In the first part of the question we showed that $P(X \geq k)\leq E(e^{tX}e^{-kt})$ for all $t \geq 0$ and real $k$ by the use of Markov's inequality. This wasn't too bad.
Now, in the second part, first we have to calculate $E(e^{tX})$ where $X$ is a Poisson random variable with parameter 1 and then use the above inequality with a suitable choice of $t$ to get $\frac{1}{k!}+\frac{1}{(k + 1)!}+\frac{1}{ (k + 2)! }+...\leq (\frac{e}{k})^k$ for $k\geq 1$.
If I am right then $E(e^{tX})=e^{e^{t}-1}$ but I couldn't show the last part.

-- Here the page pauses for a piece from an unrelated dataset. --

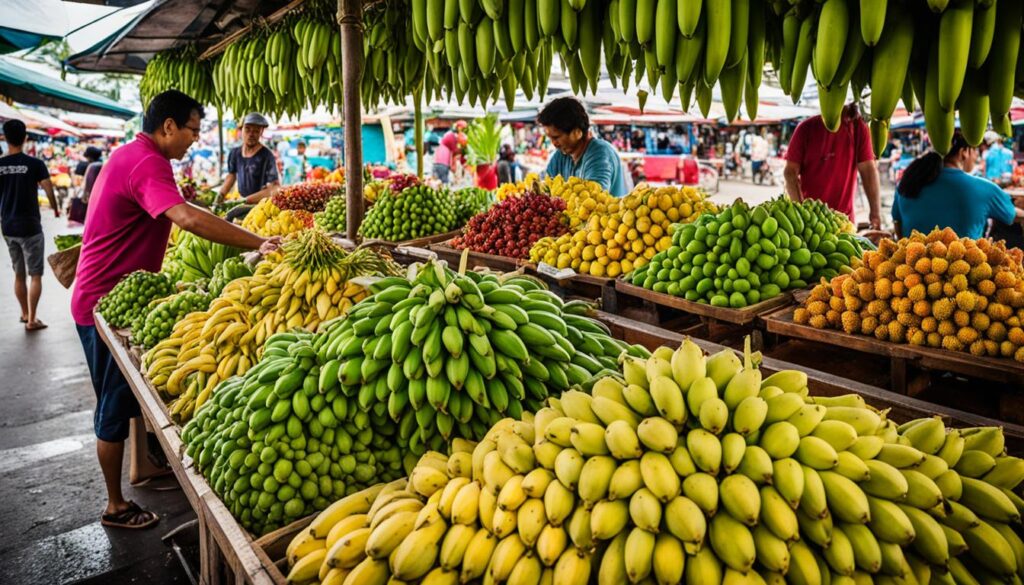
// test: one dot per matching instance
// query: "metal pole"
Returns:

$$\sum_{n\geq k}\frac{1}{n!}=\frac{1}{k!}\left(1+\frac{1}{k+1}+\frac{1}{(k+1)(k+2)}+\ldots\right)\leq \frac{1}{k!}\sum_{j\geq 0}\frac{1}{(k+1)^j}=\frac{k+1}{k\cdot k!}$$ hence we just need to prove that: $$ \left(1+\frac{1}{k}\right)\frac{k^k}{k!}\leq e^k. \tag{1} $$ The inequality triviall holds for $k=1$; moreover, by setting $A_k = \left(1+\frac{1}{k}\right)\frac{k^k}{k!}$ we have: $$ \frac{A_{k+1}}{A_k}=\frac{k(k+2)}{(k+1)^2}\left(1+\frac{1}{k}\right)^k \leq \left(1+\frac{1}{k}\right)^k \leq e\tag{2},$$ hence $(1)$ holds for every $k\geq 1$ by induction.